To be honest, the factors of base has very little effect on prime search, once you have done sieving on them**. What I mean is, the expected number of candidates to search for a prime is dependent only on the average candidate size and the sieve depth. For a factor-rich base, you would naturally start with less candidates (before sieving) as compared to a factor-deficient base. The numbers such as "1 in 7 candidates left" are irrelevant -- what is relevant is the aposteriori probability, after sieving, of a candidate yielding prime.

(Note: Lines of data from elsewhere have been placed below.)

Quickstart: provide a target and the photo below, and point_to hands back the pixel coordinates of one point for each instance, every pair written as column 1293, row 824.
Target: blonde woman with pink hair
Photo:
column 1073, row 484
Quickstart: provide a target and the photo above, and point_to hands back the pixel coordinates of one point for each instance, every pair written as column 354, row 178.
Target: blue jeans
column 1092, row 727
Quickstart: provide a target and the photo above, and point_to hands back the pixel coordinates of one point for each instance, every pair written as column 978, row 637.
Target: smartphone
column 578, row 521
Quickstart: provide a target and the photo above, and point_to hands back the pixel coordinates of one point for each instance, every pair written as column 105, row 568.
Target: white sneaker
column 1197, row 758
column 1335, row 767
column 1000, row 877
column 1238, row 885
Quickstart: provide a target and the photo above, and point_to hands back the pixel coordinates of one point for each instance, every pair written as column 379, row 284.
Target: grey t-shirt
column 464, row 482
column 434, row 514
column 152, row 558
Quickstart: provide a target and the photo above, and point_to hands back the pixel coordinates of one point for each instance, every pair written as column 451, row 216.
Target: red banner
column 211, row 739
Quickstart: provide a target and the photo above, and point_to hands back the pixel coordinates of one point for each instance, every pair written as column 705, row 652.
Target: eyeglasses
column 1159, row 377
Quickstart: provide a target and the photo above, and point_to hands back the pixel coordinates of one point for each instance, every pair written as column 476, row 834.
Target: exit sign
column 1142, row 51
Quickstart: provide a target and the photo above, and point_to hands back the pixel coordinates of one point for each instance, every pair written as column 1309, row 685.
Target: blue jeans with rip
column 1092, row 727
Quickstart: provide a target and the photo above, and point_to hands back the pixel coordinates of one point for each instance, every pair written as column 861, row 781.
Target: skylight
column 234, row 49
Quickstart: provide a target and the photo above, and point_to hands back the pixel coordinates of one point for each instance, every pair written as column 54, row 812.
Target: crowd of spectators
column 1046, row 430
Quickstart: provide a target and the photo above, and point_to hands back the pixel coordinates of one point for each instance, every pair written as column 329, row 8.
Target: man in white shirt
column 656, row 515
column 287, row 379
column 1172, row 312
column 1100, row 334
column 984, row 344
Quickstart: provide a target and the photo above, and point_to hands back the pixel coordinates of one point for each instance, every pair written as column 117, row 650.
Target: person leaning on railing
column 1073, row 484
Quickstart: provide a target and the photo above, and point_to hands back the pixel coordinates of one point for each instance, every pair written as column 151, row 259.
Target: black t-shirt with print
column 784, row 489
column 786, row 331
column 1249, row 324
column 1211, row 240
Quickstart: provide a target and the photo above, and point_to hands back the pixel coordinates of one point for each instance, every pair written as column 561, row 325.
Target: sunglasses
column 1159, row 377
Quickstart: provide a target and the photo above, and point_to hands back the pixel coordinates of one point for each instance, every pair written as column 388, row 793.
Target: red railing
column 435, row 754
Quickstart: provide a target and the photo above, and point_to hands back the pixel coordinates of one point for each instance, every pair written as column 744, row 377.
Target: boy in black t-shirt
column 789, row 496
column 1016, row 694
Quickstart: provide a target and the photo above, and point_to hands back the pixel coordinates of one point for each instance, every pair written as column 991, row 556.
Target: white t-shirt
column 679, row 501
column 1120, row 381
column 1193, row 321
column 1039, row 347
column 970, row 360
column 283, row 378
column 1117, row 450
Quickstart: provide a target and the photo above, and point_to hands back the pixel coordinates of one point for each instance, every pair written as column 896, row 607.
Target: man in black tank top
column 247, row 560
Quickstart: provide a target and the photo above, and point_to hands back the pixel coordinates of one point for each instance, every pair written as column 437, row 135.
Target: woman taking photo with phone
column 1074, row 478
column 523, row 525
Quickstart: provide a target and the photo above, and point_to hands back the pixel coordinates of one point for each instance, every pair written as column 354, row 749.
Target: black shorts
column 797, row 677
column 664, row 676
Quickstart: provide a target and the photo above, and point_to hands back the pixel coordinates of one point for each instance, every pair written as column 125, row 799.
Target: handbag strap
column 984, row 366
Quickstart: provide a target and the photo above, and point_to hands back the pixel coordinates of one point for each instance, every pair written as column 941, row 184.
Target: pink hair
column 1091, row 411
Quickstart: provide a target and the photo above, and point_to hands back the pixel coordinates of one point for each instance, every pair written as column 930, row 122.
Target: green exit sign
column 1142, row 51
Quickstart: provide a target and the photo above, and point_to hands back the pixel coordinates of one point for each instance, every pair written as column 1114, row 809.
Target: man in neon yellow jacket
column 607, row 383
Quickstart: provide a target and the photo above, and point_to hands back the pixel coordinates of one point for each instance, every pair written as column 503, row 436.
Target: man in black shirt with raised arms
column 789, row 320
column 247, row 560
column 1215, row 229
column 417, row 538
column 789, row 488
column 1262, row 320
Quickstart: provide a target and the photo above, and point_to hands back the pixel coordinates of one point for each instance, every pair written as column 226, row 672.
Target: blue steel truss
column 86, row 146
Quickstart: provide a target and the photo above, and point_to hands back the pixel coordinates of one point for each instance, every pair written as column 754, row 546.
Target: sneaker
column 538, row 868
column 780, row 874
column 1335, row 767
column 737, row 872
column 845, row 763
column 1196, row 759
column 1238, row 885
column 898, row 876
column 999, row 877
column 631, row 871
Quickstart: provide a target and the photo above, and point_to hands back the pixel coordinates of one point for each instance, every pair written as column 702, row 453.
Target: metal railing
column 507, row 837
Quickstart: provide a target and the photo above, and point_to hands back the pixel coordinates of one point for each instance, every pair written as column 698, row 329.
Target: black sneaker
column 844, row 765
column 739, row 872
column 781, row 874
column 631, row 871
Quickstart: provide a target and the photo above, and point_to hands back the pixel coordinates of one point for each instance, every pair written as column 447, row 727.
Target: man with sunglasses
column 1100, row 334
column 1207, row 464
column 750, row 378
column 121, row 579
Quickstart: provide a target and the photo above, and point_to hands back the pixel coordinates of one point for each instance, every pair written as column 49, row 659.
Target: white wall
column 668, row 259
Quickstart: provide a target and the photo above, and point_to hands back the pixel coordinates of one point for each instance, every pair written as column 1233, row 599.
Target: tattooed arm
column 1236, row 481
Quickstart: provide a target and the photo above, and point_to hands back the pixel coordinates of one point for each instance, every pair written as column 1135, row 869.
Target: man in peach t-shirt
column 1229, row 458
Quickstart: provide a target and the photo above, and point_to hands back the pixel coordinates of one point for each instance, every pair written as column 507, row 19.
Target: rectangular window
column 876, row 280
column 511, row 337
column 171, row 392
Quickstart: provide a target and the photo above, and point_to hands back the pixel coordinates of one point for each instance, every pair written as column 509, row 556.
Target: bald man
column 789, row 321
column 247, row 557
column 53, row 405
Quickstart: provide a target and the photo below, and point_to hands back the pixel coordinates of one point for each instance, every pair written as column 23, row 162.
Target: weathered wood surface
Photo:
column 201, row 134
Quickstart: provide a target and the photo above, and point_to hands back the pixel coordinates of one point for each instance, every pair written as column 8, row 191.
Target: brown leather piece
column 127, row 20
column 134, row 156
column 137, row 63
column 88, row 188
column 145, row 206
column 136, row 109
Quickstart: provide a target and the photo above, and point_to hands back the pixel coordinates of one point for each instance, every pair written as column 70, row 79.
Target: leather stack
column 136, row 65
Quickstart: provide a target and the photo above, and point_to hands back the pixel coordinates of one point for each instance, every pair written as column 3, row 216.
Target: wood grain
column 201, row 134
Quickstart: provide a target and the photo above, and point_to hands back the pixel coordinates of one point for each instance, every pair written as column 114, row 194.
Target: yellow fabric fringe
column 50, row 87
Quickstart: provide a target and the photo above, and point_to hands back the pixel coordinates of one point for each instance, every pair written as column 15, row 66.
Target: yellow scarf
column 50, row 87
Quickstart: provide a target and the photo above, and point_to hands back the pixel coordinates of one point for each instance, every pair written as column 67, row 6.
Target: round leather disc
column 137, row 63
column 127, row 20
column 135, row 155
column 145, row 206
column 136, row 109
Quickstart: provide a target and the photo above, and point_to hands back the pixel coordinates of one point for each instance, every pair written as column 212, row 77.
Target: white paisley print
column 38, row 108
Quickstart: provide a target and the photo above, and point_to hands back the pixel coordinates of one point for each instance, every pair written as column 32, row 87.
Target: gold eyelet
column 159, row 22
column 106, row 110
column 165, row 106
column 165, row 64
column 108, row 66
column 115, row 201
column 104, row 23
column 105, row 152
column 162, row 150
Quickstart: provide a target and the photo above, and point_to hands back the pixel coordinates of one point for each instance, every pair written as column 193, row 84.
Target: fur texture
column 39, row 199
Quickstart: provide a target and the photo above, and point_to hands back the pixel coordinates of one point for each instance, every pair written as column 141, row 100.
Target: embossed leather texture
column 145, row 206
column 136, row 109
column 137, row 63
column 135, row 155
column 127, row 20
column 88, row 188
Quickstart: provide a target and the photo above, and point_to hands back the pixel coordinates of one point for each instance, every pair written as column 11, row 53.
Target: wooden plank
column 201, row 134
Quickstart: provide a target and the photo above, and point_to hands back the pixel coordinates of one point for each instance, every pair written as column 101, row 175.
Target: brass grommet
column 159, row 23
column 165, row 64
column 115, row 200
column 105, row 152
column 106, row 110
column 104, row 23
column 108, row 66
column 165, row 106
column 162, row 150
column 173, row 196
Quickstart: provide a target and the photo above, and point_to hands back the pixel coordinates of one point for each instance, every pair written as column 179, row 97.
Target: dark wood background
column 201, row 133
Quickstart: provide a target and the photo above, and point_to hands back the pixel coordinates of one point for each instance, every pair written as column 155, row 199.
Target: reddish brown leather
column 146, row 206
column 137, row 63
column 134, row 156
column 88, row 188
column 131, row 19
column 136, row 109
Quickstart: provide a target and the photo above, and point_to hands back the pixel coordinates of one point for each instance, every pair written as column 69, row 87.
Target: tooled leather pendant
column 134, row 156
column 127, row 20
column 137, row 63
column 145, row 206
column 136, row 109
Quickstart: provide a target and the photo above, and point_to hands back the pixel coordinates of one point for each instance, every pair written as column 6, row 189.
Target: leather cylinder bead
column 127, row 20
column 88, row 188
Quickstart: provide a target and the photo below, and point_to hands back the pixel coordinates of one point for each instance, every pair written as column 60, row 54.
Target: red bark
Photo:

** For a fixed-n search. For fixed-k search, different considerations come into play.

[QUOTE=CRGreathouse]I suspect you're counting the numbers removed from other bases on account of their small factors (2, 3, 5, etc.).[/QUOTE]

Nope. I merely compare the fraction of candidates that remain. Factor-rich numbers leave too many behind and as a result waste time testing obvious composites that could have been eliminated. A prime or factor-deficient base does not leave many candidates behind.

[QUOTE=CRGreathouse]That's fallacious, of course -- you can't remove these from bases which have those factors, but that means that the bases with small factors have more small candidates.[/QUOTE]

How is that fallacious? Factor-rich bases can barely manage to eliminate 90% of the candidates, while factor-deficient or prime bases can eliminate 95% of the candidates with ease.

[QUOTE=CRGreathouse]They're better in that sense, not worse, even though the sieving percentages will be an easily-calculated percentage 'worse'. (The factor by which I call them better is the factor by which you call them worse.)[/QUOTE]

How is wasted time testing obvious composites that could have been eliminated with ease "better"?

[QUOTE=axn;224007]To be honest, the factors of base has very little effect on prime search, once you have done sieving on them**.[/QUOTE]

Agreed, in terms of time per number at a given size. But the base does change the number of good candidates, and if nothing else the candidates are smaller (though this doesn't have much of an effect on time, since that just adds 1 or 2 to the denominator).

[QUOTE=3.14159;224008]Nope. [...] How is wasted time testing obvious composites that could have been eliminated with ease "better"?[/QUOTE]

You misunderstand me. I don't have time to re-explain at the moment, but you may figure it out. Read axn's post; maybe that will help.